Qwen3 235B
Alibaba · qwen family · Official docs
Qwen3-235B-A22B is the flagship MoE model from Alibaba's Qwen team. Its hybrid thinking mode is a first-class feature — unlike models where reasoning is bolted on, Qwen3 was trained from the ground up to switch between deep reasoning and fast responses. The /think and /no_think soft switches make it uniquely controllable at the prompt level without API parameter changes. At 22B activated parameters per token, it delivers frontier-class reasoning at a fraction of the compute cost of dense 200B+ models. The 119-language support makes it the strongest multilingual open-weight model available. Key trade-off: the MoE architecture requires significant VRAM for self-hosting despite low per-token compute.
Specifications
Strengths
Key capabilities
- ✓Mixture-of-Experts architecture: 235B total params, 22B activated per token, 128 experts with 8 activated per token (source: Hugging Face, Qwen3-235B-A22B Model Card)
- ✓Hybrid thinking mode: seamless switching between thinking mode (step-by-step reasoning in <think> blocks) and non-thinking mode (fast direct responses) via enable_thinking parameter or /think and /no_think soft switches (source: Qwen Blog, 'Qwen3: Think Deeper, Act Faster')
- ✓119 languages and dialects supported across Indo-European, Sino-Tibetan, Afro-Asiatic, and other language families (source: Qwen Blog, 'Qwen3: Think Deeper, Act Faster')
- ✓Trained on approximately 36 trillion tokens — nearly double Qwen2.5's 18 trillion — including synthetic math and code data (source: Qwen Blog, 'Qwen3: Think Deeper, Act Faster')
- ✓Extended context via YaRN rope scaling from 32K native to 131K tokens (source: Hugging Face, Qwen3-235B-A22B Model Card)
- ✓Strong agentic task performance: leading results on complex agent-based benchmarks among open-source models (source: Hugging Face, Qwen3-32B Model Card)
- ✓Open-weight under Apache 2.0 license enabling full commercial and research use (source: Qwen GitHub Repository)
Known limitations
- ⚠Greedy decoding causes performance degradation and endless repetitions — must use sampling with recommended temperature settings (source: Hugging Face, Qwen3-235B-A22B Model Card)

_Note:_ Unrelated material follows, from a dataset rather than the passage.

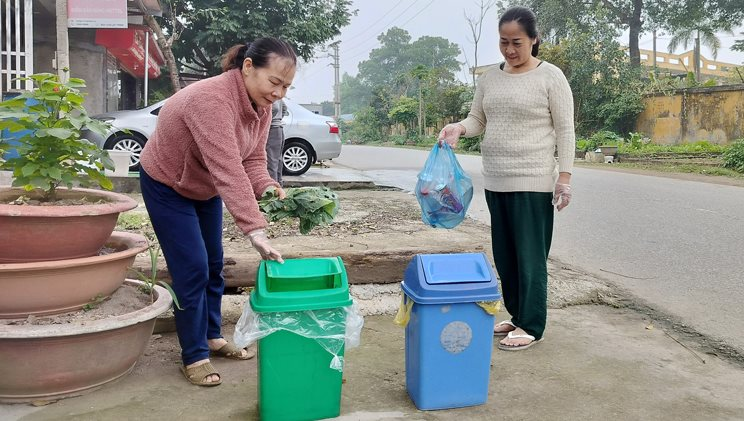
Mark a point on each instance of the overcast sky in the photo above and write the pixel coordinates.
(442, 18)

- ⚠YaRN static scaling applies a constant factor regardless of input length, which may negatively impact performance on shorter texts when enabled (source: Hugging Face, Qwen3-235B-A22B Model Card)
- ⚠Higher presence_penalty values (above ~1.5) may cause language mixing in multilingual contexts (source: Hugging Face, Qwen3-235B-A22B Model Card)
- ⚠Quantization below 4-bit causes significant performance degradation, especially in complex reasoning tasks, more pronounced than in previous Qwen generations (source: arXiv:2505.02214, 'An Empirical Study of Qwen3 Quantization')
- ⚠Format-dependent reasoning: strong on pattern-matching benchmarks but weaker on strict logical forms like syllogisms (source: LogiEval benchmark analysis, emergentmind.com)
How to prompt Qwen3 235B
Preferred instruction format
Standard chat format with system/user/assistant roles. System message sets context; user message contains the task. Thinking mode controlled via enable_thinking=True/False in chat_template_kwargs, or via /think and /no_think soft switches in user messages.
Recommended practices
- Use Temperature=0.6, TopP=0.95, TopK=20, MinP=0 for thinking mode; Temperature=0.7, TopP=0.8, TopK=20, MinP=0 for non-thinking mode (source: Hugging Face, Qwen3-235B-A22B Model Card)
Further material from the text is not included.